The impact of this lockdown for martial arts academies around the world has been tremendous. I am the co-founder of a small BJJ academy that operates only during the summer on the island of Ikaria, and we are afraid that we may have to cancel all our activities for this year. Luckily, this small academy is more of a hobby project for us and not a source of income. However, many other people in Greece, for whom teaching martial arts was their main occupation, have lost their livelihoods. Many of the people that I have been talking to are extremely worried, as they are not even eligible for state support. Finnish martial arts academies, on the other hand, are a little better off, as most of them operate on a different, more collective system. For example, the BJJ and judo academies that I have been involved in take the form of local sports organizations run by volunteers. In these academies, elected board committees make decisions jointly with other members. Membership fees are kept low and are used to cover the costs of the gym and to sponsor the competition registration fees of their athletes. Moreover, since membership fees are usually paid on a yearly and not a monthly basis, these gyms have managed to survive the crisis so far without a big loss of income.

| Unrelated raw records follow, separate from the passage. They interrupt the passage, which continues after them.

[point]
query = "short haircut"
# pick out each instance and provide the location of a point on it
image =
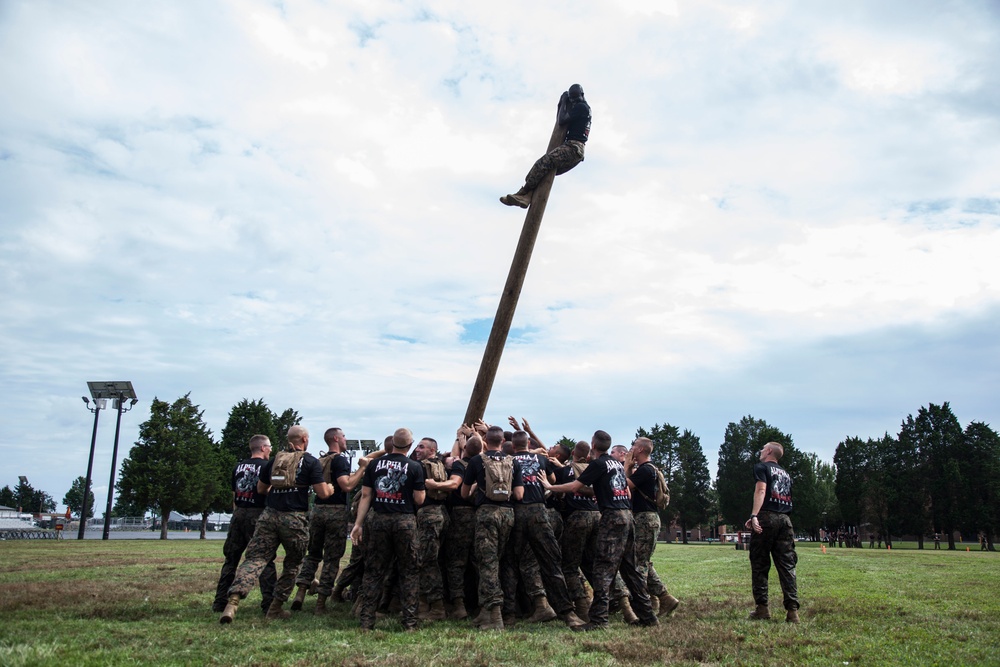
(644, 445)
(258, 442)
(494, 436)
(520, 440)
(602, 441)
(402, 438)
(473, 446)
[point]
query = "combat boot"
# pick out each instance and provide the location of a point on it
(435, 612)
(229, 613)
(300, 597)
(627, 614)
(571, 619)
(495, 619)
(275, 612)
(543, 612)
(458, 611)
(583, 608)
(667, 604)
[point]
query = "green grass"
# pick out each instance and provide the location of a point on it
(148, 602)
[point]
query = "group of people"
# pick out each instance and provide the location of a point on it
(500, 524)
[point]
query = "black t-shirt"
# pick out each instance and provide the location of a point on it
(645, 481)
(455, 498)
(578, 127)
(607, 476)
(475, 473)
(244, 483)
(574, 501)
(533, 466)
(393, 478)
(778, 497)
(295, 499)
(340, 466)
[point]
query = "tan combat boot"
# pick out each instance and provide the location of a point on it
(458, 611)
(435, 612)
(229, 613)
(495, 619)
(300, 597)
(667, 604)
(275, 611)
(583, 608)
(543, 612)
(627, 614)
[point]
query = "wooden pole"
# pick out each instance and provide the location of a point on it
(511, 291)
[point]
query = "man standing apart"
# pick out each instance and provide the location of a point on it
(772, 534)
(393, 487)
(328, 521)
(574, 115)
(643, 482)
(248, 505)
(615, 536)
(286, 480)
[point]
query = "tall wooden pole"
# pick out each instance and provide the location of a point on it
(511, 291)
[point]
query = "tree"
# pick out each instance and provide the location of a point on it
(932, 443)
(172, 463)
(981, 471)
(74, 497)
(690, 495)
(737, 457)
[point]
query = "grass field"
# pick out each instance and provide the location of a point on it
(148, 602)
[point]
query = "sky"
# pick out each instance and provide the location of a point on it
(787, 210)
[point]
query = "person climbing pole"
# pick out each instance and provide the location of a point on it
(574, 115)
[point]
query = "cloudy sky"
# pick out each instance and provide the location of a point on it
(788, 210)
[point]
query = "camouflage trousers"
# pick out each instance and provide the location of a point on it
(287, 529)
(432, 521)
(616, 554)
(494, 524)
(241, 528)
(560, 159)
(327, 544)
(647, 528)
(777, 541)
(534, 546)
(457, 545)
(579, 544)
(391, 538)
(555, 520)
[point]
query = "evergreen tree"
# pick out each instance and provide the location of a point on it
(74, 497)
(690, 496)
(172, 464)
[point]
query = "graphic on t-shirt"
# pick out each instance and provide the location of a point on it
(781, 485)
(389, 487)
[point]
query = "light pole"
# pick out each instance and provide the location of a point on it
(99, 404)
(101, 392)
(114, 458)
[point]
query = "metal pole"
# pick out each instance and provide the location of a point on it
(114, 461)
(90, 470)
(511, 292)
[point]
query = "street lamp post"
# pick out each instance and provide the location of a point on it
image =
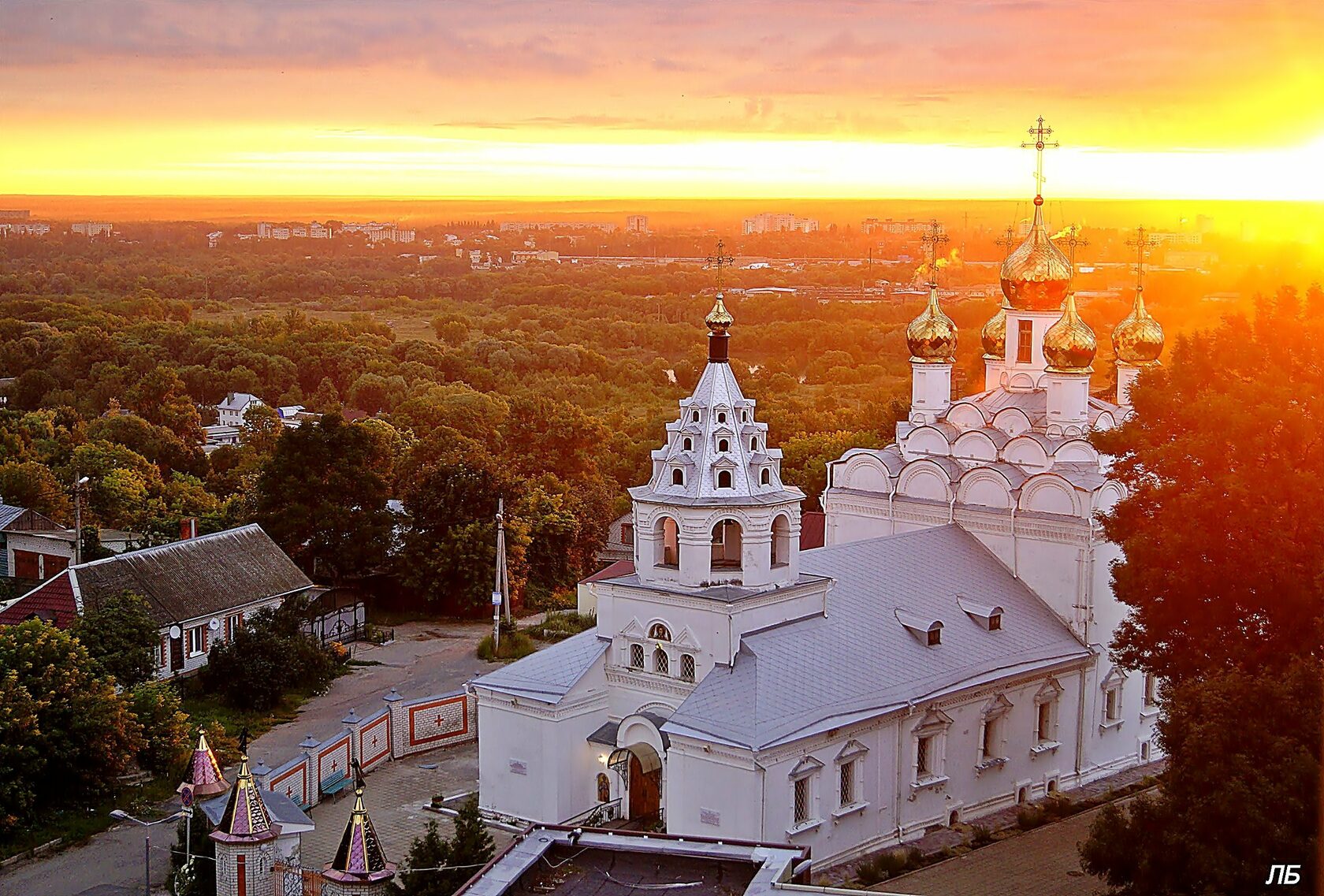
(120, 814)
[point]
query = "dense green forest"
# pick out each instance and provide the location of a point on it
(547, 385)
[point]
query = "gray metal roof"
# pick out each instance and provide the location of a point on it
(860, 660)
(550, 674)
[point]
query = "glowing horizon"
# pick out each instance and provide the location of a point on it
(623, 101)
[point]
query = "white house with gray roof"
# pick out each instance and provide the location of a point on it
(943, 656)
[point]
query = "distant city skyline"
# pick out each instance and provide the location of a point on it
(146, 97)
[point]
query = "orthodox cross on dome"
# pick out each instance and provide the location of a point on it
(1143, 243)
(932, 240)
(1074, 240)
(720, 261)
(1039, 143)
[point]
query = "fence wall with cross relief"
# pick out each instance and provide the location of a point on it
(400, 728)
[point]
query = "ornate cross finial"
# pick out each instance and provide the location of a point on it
(1039, 143)
(1143, 243)
(1073, 239)
(720, 261)
(932, 240)
(1008, 239)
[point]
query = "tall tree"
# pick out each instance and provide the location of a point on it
(322, 496)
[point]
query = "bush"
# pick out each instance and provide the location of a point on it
(559, 626)
(514, 645)
(166, 730)
(1029, 817)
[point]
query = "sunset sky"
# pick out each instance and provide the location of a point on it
(905, 99)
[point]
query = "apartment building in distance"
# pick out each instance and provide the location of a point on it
(775, 222)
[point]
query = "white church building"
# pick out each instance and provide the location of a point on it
(942, 656)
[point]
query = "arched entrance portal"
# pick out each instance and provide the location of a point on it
(640, 768)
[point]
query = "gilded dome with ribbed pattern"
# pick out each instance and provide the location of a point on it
(1139, 338)
(1036, 276)
(931, 336)
(720, 319)
(1069, 347)
(995, 335)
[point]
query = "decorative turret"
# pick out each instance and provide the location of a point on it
(203, 777)
(1137, 339)
(244, 835)
(931, 339)
(359, 867)
(716, 510)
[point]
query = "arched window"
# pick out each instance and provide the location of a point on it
(780, 541)
(666, 543)
(727, 545)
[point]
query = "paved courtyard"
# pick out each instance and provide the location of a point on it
(426, 658)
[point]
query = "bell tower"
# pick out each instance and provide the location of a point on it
(716, 510)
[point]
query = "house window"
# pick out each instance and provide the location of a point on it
(1025, 342)
(1151, 690)
(846, 784)
(801, 800)
(686, 667)
(988, 744)
(924, 757)
(1043, 723)
(1113, 705)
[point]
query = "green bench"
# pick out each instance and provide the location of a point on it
(335, 785)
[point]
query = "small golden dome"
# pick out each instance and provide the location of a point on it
(720, 319)
(995, 335)
(1036, 276)
(1070, 346)
(1139, 338)
(931, 336)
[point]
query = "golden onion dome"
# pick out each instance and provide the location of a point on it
(931, 336)
(1036, 276)
(995, 335)
(1069, 347)
(1139, 338)
(720, 319)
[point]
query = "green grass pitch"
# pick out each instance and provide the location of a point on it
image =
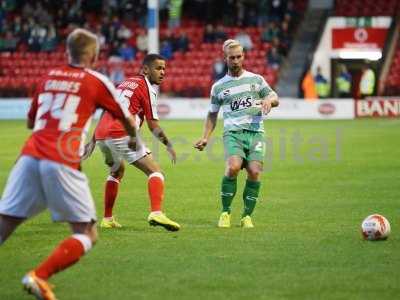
(322, 178)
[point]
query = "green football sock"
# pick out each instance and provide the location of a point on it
(250, 196)
(228, 191)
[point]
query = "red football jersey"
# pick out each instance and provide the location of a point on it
(62, 110)
(139, 97)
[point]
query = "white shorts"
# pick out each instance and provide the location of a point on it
(116, 150)
(34, 185)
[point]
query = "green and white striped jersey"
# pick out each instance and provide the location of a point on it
(239, 98)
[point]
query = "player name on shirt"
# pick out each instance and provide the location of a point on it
(62, 86)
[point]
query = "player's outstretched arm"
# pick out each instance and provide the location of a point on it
(209, 126)
(130, 127)
(159, 133)
(269, 102)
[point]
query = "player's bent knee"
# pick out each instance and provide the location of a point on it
(118, 174)
(233, 170)
(85, 240)
(157, 174)
(254, 174)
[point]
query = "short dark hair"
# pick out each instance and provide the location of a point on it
(150, 58)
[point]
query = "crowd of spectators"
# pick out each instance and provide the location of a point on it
(42, 25)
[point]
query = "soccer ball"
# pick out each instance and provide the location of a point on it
(375, 227)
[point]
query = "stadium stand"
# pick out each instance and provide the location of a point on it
(32, 40)
(368, 8)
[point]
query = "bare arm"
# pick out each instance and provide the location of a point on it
(209, 126)
(159, 133)
(269, 102)
(30, 123)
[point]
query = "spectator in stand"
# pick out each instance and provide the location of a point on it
(142, 41)
(124, 33)
(8, 42)
(343, 82)
(277, 9)
(166, 49)
(126, 52)
(321, 84)
(274, 59)
(277, 44)
(244, 39)
(271, 31)
(263, 12)
(175, 11)
(367, 82)
(209, 36)
(219, 69)
(50, 41)
(100, 36)
(220, 35)
(37, 35)
(181, 41)
(25, 34)
(116, 70)
(308, 87)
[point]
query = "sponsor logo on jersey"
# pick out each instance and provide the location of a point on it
(242, 103)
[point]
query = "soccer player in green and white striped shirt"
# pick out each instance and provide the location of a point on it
(245, 98)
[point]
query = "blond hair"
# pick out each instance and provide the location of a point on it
(80, 43)
(229, 44)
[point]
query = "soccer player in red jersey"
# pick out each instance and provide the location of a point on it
(139, 96)
(47, 173)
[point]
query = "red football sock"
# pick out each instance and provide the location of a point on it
(110, 194)
(156, 190)
(65, 255)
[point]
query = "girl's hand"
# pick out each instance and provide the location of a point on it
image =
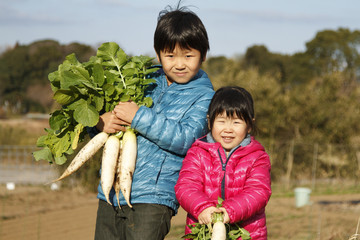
(109, 123)
(226, 215)
(205, 216)
(125, 112)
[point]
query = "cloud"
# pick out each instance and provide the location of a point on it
(11, 16)
(277, 17)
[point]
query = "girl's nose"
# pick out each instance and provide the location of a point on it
(179, 64)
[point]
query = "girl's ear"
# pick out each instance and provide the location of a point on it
(208, 119)
(158, 58)
(204, 58)
(249, 130)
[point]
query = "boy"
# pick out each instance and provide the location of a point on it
(166, 130)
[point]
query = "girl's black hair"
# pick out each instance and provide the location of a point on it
(233, 100)
(180, 26)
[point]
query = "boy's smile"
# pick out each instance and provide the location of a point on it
(180, 65)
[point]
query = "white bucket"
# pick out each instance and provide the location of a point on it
(10, 186)
(302, 196)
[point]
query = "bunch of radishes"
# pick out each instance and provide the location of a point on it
(84, 90)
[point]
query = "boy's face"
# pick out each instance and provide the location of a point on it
(180, 65)
(229, 131)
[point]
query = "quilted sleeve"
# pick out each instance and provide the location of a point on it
(189, 188)
(256, 192)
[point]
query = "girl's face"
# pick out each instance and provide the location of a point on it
(180, 65)
(229, 131)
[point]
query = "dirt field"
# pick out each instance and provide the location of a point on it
(30, 212)
(37, 213)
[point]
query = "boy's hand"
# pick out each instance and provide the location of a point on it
(226, 215)
(109, 123)
(125, 112)
(205, 216)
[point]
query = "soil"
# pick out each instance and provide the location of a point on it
(37, 212)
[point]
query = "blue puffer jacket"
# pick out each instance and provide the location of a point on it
(166, 131)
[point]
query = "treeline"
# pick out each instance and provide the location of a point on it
(307, 104)
(24, 69)
(303, 100)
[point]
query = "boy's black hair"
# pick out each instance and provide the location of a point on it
(180, 26)
(233, 100)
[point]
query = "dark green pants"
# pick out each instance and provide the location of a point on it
(142, 222)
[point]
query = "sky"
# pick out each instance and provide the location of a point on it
(283, 26)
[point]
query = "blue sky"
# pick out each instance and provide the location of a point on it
(283, 26)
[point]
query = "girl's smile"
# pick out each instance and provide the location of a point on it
(229, 131)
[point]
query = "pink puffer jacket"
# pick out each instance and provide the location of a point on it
(247, 186)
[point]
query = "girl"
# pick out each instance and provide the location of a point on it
(229, 163)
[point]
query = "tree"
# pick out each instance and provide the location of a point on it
(332, 51)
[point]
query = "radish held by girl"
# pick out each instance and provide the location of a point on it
(229, 163)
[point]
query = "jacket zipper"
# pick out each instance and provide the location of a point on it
(223, 166)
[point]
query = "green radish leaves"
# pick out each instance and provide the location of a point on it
(204, 231)
(83, 90)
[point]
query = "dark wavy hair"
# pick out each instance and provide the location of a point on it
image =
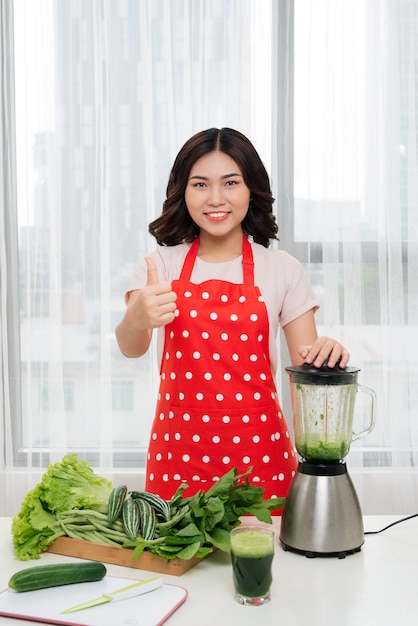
(175, 225)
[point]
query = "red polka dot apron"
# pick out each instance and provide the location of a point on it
(217, 404)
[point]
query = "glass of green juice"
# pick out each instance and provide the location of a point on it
(252, 551)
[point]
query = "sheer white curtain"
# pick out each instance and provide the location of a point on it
(105, 94)
(98, 96)
(356, 215)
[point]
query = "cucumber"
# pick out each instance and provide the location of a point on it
(148, 519)
(161, 506)
(116, 500)
(131, 518)
(43, 576)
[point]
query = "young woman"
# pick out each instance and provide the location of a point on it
(217, 294)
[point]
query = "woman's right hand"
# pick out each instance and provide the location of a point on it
(154, 306)
(151, 307)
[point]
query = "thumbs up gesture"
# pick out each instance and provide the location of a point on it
(156, 302)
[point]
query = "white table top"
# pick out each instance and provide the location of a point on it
(374, 587)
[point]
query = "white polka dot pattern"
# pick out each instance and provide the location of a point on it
(218, 405)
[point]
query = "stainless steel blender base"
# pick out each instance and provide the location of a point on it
(322, 515)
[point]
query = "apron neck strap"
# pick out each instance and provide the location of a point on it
(247, 261)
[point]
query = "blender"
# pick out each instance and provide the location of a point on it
(322, 515)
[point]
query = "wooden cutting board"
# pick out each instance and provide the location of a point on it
(45, 605)
(120, 556)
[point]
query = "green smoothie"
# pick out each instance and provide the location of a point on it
(323, 452)
(252, 553)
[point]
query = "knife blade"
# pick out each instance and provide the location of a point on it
(130, 591)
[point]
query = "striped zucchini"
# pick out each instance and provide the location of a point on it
(131, 518)
(116, 500)
(148, 519)
(161, 506)
(43, 576)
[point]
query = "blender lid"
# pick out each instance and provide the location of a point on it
(323, 375)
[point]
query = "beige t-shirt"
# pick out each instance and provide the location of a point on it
(280, 277)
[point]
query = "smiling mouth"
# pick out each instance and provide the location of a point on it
(217, 215)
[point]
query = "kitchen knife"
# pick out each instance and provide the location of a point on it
(130, 591)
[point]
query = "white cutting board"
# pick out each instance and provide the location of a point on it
(45, 605)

While I do believe that martial arts instructors need to get paid for their job (the Finnish volunteer-based system is not ideal for those who want to make a living through teaching martial arts), I am a strong believer in the power of collective organizing. This pandemic exposes the inability of the current capitalistic economic system to protect us from crises such as this. It is critical to understand this and seek alternative, collective structures that will help us survive future crises, including the environmental crisis. We can perhaps learn from martial arts communities that have been—and continue to be—spaces of resistance and human solidarity.


Anna Kavoura. Source: JYU Photo Archive by Katrina Hämäläinen.


About the Author

Anna Kavoura is a postdoctoral researcher at the Faculty of Sport and Health Sciences at the University of Jyväskylä. Her research is positioned in the field of cultural sport psychology, focusing on issues related to gender, sexuality, culture, and identity in sport, and primarily in martial arts and combat sports. She holds a black belt in Brazilian jiu jitsu and a brown belt in judo.